Littérature jeunesse
Babelio m'a permis une nouvelle incursion dans la littérature jeunesse. Et vous me voyez perplexe. Les loups de Mondrepuis est une aventure médiévale de 150 pages, très classique avec châtelain et sa belle, Templiers désignés coupables et grands renforts de loups de nos forêts picardes. Quelques notes de bas de page pour définir une échauguette ou un haubert. Honnêtement je n'y ai guère ressenti le souffle d'un Walter Scott ou d'un Dumas. Bien sûr je ne mettais pas la barre si haut. Thibaut et Alise, aidés de deux moines et de deux orphelines meneuses de loups vont régler allégrément la question sans trop se soucier de vraisemblance.

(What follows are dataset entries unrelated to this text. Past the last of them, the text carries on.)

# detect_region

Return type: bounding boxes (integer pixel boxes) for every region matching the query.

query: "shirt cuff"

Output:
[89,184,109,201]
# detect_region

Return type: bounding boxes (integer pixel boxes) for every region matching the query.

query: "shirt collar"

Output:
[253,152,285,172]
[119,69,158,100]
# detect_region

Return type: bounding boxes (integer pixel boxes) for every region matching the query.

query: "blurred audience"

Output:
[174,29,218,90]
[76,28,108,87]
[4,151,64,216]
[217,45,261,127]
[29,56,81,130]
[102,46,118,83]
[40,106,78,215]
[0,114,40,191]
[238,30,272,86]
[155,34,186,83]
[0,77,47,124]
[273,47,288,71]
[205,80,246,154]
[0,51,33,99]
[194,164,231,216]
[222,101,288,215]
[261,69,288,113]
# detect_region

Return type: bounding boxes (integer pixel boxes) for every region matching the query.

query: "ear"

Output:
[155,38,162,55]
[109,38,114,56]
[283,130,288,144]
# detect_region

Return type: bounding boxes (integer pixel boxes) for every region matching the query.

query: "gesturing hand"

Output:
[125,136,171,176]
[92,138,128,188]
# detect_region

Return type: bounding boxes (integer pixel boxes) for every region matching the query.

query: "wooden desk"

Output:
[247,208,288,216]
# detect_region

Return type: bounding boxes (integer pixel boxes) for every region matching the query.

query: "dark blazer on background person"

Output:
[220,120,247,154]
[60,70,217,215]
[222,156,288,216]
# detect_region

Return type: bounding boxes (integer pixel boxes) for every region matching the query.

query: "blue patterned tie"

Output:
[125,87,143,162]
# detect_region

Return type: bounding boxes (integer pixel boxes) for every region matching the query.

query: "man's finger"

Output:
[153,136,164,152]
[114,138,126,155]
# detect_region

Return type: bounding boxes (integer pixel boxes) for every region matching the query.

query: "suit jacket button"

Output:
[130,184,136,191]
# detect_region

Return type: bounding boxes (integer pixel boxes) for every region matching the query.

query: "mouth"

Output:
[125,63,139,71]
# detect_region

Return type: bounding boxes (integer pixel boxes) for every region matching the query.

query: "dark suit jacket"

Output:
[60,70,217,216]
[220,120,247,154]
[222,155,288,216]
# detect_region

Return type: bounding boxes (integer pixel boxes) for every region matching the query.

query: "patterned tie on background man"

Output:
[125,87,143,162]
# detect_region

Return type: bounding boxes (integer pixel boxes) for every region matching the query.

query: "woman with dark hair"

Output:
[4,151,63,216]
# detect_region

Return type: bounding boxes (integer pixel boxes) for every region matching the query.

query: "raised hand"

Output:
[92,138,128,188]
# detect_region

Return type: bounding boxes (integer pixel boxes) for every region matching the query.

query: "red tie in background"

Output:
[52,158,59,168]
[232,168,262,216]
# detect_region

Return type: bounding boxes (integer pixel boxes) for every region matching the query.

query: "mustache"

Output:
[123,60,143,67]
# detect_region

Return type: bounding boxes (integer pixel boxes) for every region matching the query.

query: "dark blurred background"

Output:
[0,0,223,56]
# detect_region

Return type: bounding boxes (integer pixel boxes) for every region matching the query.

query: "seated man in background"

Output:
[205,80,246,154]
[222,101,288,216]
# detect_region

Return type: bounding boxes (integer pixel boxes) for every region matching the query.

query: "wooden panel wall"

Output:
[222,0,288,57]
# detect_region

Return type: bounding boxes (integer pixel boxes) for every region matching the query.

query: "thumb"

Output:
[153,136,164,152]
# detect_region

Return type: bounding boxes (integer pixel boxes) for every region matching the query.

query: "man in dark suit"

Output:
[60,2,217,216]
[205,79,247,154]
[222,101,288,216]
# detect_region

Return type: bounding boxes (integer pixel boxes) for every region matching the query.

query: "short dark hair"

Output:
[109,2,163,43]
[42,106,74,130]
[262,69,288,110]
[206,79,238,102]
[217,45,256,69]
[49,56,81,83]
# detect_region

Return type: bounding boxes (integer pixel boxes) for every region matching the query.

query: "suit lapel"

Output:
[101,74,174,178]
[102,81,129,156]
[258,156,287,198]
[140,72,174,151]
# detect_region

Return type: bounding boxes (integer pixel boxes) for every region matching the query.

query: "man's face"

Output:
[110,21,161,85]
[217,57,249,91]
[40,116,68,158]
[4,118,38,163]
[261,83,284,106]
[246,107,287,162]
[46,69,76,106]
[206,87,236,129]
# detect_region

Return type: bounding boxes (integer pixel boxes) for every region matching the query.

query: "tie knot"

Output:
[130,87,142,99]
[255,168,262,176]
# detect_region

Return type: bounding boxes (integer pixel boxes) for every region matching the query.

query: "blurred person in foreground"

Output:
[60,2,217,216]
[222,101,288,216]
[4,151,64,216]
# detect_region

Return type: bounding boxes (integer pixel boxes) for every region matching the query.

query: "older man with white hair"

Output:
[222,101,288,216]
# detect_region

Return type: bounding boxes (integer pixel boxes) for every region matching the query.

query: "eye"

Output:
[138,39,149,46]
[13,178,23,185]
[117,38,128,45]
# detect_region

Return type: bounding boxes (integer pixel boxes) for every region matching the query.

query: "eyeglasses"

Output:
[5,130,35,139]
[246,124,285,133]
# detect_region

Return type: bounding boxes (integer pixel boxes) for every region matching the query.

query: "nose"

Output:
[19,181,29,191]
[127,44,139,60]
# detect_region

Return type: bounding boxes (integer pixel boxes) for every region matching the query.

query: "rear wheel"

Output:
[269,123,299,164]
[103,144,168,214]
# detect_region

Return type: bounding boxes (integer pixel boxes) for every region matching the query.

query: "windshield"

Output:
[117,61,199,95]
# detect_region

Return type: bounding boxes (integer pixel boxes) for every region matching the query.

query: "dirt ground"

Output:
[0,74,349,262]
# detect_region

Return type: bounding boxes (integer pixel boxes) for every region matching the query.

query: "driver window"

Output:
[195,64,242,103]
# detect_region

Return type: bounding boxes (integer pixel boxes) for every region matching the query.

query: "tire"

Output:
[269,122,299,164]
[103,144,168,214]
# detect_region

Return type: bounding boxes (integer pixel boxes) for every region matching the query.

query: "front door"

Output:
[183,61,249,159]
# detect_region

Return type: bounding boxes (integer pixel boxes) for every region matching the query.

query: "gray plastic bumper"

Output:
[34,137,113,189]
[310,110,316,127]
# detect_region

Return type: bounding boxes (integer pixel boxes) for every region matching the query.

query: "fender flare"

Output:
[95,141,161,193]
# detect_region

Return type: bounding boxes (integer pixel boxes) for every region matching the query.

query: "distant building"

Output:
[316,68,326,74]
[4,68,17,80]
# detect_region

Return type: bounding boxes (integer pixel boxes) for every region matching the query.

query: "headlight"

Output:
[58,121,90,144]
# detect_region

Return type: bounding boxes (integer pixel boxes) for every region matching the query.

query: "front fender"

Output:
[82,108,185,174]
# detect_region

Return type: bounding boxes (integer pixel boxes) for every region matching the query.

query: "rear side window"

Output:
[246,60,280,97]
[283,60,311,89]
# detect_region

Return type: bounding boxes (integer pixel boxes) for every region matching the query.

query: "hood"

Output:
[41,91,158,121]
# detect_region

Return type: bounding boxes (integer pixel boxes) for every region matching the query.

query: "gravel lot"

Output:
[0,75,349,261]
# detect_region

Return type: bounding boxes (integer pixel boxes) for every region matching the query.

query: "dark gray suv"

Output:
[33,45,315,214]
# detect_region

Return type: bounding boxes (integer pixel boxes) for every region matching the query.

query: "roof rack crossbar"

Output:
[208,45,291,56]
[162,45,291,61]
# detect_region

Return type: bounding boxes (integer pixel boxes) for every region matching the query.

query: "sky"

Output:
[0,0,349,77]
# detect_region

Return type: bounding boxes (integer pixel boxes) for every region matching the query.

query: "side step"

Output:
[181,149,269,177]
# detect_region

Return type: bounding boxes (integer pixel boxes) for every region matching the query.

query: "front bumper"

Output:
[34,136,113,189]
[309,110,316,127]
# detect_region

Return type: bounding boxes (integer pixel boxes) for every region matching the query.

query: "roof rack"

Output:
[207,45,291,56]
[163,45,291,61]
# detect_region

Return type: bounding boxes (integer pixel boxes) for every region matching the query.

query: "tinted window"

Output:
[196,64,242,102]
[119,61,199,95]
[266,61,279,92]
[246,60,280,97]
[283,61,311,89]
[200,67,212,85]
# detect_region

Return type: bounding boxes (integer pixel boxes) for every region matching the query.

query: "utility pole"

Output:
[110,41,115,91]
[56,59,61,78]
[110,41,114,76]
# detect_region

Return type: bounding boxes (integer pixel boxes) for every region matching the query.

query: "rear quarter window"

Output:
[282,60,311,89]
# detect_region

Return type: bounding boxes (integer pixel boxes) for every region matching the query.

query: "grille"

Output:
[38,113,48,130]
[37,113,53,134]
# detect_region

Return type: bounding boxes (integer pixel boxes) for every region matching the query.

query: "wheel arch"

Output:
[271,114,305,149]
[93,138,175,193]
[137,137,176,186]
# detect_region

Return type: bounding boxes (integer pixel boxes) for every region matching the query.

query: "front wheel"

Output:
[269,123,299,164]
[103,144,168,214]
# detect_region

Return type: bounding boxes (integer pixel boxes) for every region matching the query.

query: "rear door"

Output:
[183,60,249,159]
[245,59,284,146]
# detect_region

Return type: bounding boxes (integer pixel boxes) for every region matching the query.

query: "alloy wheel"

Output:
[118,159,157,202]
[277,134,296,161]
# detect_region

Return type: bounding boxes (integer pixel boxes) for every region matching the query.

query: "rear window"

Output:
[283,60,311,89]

Bien sûr le livre Jean-Paul Raymond s'adresse plutôt aux préados, 12 ans. Et, ça m'écorche de le reconnaître, je connais bien peu de ces bestioles (les préados) qui lâcheront leur PS ou leur tablette pour ce livre, en l'occurrence assez plat, même curieusement doté d'une couverture vaguement manga. On dit parfois le contraire. On dit qu'ils lisent. Moi j'en ai deux qui portent mon nom qui est aussi celui de leur père. Croyez-moi, quand je pense à mon père qui portait le même nom, quittant l'école à 12 ans, et qui me donna malgré tout ce goût des livres, Jules, Alexandre, mais aussi Hemingway, Steinbeck, Marcel Aymé ou Dickens, j'aime mieux garder le silence. Ce sont bien sûr les réflexions d'un grincheux.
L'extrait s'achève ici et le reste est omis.